Since Israeli security forces launched assaults on worshippers at Al Aqsa Mosque in Jerusalem last week, the violence has now engulfed the Gaza Strip, large parts of the West Bank and a number of Israeli cities. It has claimed the lives of dozens of people, including children.
According to the United Nations Children’s Fund (UNICEF) at least 40 children have been killed in Gaza since 10 May. Over half of them were under 10 years old.
It is also deeply troubling that Israeli forces last week destroyed a multi-storey building that housed a number of media organisations, sending a chilling message to media reporting on the violence.
The senseless and continued Israeli bombardment of Gaza will have devastating consequences for more than two million people who have been suffering under an illegal Israeli blockade for 14 years. As is always the case, it is civilians who will bear the brunt, with their homes and livelihoods destroyed.
Every effort must be made to dissuade both sides from further escalation, and to end the violence that is causing fear, death and misery on both sides.
We call on all parties involved to show restraint, to respect human life, and to cease the current hostilities.
Far too many lives have been lost to this intractable conflict. The continued occupation of Palestinian land and the suffering of the Palestinian people is a blight on the conscience of humanity.
As South Africa we are committed to being part of international efforts aimed at reviving a political process that will lead to the establishment of a viable Palestinian state existing side-by-side in peace with Israel, and within internationally recognised borders.
The two-state solution remains the most viable option for the peoples of Israel and Palestine, and must continue to be supported.
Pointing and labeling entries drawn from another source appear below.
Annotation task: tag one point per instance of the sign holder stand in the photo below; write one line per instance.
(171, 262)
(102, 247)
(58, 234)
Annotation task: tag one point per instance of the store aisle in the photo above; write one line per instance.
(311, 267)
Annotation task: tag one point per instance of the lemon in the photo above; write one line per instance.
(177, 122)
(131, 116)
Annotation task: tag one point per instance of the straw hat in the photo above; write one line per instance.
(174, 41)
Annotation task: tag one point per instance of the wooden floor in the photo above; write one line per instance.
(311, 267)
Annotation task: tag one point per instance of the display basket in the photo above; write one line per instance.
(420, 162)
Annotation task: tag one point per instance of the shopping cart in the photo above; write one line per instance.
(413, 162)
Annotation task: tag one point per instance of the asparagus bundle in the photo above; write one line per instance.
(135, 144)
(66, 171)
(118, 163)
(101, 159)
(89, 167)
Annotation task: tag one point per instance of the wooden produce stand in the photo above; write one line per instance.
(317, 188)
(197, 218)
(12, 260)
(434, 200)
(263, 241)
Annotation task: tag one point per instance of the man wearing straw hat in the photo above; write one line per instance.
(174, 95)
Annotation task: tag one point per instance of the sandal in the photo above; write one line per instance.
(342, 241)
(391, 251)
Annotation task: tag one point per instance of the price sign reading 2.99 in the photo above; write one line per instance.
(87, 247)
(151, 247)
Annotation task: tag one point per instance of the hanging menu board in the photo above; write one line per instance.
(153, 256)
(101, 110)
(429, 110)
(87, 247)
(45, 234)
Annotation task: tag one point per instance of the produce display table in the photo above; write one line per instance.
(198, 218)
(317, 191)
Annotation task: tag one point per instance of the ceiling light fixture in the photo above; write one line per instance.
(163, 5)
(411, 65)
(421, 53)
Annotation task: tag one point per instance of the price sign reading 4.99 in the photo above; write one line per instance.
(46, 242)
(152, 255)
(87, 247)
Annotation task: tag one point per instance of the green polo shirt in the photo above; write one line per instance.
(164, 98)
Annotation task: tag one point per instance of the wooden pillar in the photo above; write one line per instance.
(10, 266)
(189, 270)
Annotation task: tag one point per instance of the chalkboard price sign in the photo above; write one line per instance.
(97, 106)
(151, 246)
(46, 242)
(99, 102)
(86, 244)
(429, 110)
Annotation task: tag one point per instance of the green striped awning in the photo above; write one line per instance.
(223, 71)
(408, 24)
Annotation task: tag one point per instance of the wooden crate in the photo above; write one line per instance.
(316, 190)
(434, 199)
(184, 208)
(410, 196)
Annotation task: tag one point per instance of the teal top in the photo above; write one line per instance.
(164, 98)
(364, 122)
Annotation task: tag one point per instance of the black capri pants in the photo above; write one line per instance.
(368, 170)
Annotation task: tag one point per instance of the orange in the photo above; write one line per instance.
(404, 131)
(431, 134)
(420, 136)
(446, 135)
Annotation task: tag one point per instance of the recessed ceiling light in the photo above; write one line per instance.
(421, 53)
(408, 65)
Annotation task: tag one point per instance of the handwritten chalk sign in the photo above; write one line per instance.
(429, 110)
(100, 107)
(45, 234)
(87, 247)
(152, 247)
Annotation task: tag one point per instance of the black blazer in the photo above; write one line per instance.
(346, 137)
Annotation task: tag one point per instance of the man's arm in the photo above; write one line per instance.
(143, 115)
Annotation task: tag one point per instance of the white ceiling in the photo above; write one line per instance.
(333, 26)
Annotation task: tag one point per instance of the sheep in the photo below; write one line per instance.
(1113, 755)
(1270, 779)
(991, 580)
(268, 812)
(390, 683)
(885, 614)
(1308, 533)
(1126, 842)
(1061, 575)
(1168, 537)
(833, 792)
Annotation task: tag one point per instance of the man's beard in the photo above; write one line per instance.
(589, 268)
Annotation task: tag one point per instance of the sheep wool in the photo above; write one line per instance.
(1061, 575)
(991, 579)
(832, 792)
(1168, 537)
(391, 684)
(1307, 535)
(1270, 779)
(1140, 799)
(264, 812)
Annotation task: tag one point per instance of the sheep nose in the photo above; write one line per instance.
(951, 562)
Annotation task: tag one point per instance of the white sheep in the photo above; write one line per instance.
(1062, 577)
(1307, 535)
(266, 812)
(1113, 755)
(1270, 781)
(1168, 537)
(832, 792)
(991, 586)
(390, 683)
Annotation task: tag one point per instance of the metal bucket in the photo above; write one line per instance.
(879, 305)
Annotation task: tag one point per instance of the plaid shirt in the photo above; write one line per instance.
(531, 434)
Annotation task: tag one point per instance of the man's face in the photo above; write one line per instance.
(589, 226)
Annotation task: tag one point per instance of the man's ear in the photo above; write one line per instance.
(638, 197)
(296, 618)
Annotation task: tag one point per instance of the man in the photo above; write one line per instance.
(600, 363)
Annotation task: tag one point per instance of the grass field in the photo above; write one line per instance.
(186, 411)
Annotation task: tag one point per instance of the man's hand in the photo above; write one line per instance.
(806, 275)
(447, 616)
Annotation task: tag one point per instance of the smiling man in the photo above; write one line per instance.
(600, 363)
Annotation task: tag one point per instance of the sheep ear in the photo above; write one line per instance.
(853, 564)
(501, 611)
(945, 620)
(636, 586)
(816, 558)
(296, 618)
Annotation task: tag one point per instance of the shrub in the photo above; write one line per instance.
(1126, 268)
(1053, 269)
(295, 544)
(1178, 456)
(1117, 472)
Just as Israeli security forces were attacking worshippers at the Al Aqsa Mosque, we in South Africa were preparing to commemorate the centenary of the Bulhoek Massacre at a religious site in Ntabelanga in the Eastern Cape. On 24 May 1921, colonial security forces armed with machine guns and artillery opened fire on worshippers, killing more than 160 people and wounding nearly 130.
The massacre laid bare the brutality not only of the police force of the Union of South Africa, but also the racist system that it was charged to uphold.
Just like the dispute in the Sheik Jarrah neighbourhood, the atrocity at Bulhoek was not just about a local dispute; it was fundamentally about the forced dispossession of land, about colonial occupation, about racial discrimination and about the violent suppression of dissent.
As we reflect on the crisis in the Middle East and particularly on the suffering of the Palestinian people, we would do well to recall the words of Selby Msimang, a founding member of the African National Congress.
In the aftermath of the Bulhoek massacre he wrote: “History has shown that the human soul naturally revolts against injustice.”
The protests and the revolt of the oppressed people of South Africa against colonialism and apartheid proved the veracity of this prophecy.
As lovers of freedom and of justice, we stand with the Palestinian people in their quest for self-determination, but also in their resistance against the deprivation of their human rights and the denial of their dignity.
As citizens of a country that was able to turn its back on race-hatred and bloodshed and build an inclusive society rooted in human rights for all, it is our collective hope that the people of Israel and Palestine will follow a similar path; that they will find each other, and that they will find peace.